Having a £1m portfolio at retirement sounds brilliant and if it’s saved inside a Stocks and Shares ISA that’s even better because it’s all tax free. Sometimes I don’t think we Britons realise how lucky we are. Few countries have anything to match it.
Yet building a million-pound portfolio isn’t easy. Only a few thousand ISA investors have done it, and the tax-free wrapper has been available since 1999. On the other hand, it’s easier than it was, with the allowance now £20,000 a year.
Something to target
Somebody who invested their full allowance every year and generated the average long-term total return on the FTSE 100 of 6.89% a year would get there in 21 years. By then, they’d have a hefty £1.03m, by my calculations.
Thanks to inflation, that money will be have less spending power than today. But should still fund a decent retirement on top of whatever the State Pension pays then, plus any other workplace or personal pension.
Not everybody can afford to invest their full £20k ISA allowance, especially with a cost-of-living crisis raging. I certainly can’t. However, it’s still possible to hit that target by investing smaller, regular sums, and sticking with it.
Please note that tax treatment depends on the individual circumstances of each client and may be subject to change in future. The content in this article is provided for information purposes only. It is not intended to be, neither does it constitute, any form of tax advice. Readers are responsible for carrying out their own due diligence and for obtaining professional advice before making any investment decisions.

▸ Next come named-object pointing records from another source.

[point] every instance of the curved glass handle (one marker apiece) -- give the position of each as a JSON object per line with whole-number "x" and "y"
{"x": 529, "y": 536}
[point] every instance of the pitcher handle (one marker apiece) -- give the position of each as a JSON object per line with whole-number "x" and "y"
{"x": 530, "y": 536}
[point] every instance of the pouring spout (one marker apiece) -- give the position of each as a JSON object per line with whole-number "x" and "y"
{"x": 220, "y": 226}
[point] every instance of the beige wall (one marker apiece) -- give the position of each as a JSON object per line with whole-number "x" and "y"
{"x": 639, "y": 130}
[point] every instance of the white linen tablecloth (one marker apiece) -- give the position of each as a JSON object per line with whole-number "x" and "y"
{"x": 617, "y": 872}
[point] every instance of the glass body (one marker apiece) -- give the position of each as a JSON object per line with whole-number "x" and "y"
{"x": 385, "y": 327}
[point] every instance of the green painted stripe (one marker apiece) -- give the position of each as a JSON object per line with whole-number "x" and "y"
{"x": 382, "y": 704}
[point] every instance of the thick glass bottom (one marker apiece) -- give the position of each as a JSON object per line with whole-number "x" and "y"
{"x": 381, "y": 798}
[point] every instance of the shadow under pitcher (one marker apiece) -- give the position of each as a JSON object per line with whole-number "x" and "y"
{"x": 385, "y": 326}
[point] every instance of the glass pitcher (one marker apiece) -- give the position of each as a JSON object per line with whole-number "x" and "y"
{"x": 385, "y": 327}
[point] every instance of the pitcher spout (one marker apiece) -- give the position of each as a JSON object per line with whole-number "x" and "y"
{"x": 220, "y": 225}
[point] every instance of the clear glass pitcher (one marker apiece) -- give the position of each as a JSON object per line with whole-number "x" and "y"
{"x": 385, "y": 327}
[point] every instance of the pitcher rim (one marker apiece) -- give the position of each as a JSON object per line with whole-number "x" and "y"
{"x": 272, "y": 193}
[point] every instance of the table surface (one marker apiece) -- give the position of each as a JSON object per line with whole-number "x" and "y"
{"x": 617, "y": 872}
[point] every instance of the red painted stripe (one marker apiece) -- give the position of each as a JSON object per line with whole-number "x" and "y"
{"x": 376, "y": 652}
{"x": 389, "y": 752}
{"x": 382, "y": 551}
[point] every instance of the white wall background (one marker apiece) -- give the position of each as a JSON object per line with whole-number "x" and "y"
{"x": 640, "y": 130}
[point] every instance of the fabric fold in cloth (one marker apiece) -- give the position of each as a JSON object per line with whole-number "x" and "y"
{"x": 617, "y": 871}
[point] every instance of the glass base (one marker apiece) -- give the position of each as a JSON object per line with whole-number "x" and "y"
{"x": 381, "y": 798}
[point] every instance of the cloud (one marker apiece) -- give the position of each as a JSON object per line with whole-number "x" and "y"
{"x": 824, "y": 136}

Let’s take a monthly investment of £500 as a nice round number. Now let’s assume I increase it every year by 3% to maintain its value. If I kept that going for 25 years, I’d have £526,900. That’s a lot of money, but it isn’t £1m.
To achieve my ambitious seven-figure target, I’d have to either change my timescale or raise my contributions. On the first measure, it would take me 33 years to hit £1m by investing £500 a month (plus that 3% annual uplift). By then, I’d have £1.05m.
Time isn’t totally on my side
Sadly, I don’t have that long. If I was still only 35, I could do it at some point in my 67th year, just in time for retirement. Sadly, I’m older than that.
If I could increase my contributions to invest £1,000 a month – or £12,000 a year – then it would take me 25 years to hit a million.
Many people view investing as a get-rich-quick game, but as my rough-and-ready calculations show, it’s more a case of get rich slowly (but steadily). Starting early in life helps. Either that or start later, and throw the kitchen sink at it.
I’d shift the odds in my favour by buying individual FTSE 100 stocks rather than simply following the index with a tracker. I’d build a balanced portfolio of at least a dozen stocks, to spread my risk. This might include income and growth shares such as Ashtead Group, Bunzl, Diageo, Smurfit Kappa Group and Unilever.
I would supplement these with some of today’s highest yielding FTSE 100 stocks such as Aviva, Barratt Developments, Lloyds Banking Group and Rio Tinto. Currently, they all pay dividend income of more than 7% a year.
Neither dividends or growth are guaranteed of course, and stock markets can be highly volatile in the short term. However, as I’m investing for the long term, I have time to overcome short-term turbulence and give myself a shot at a million. Even if I don’t quite make it, I’ll still be a lot richer than if I’d never tried.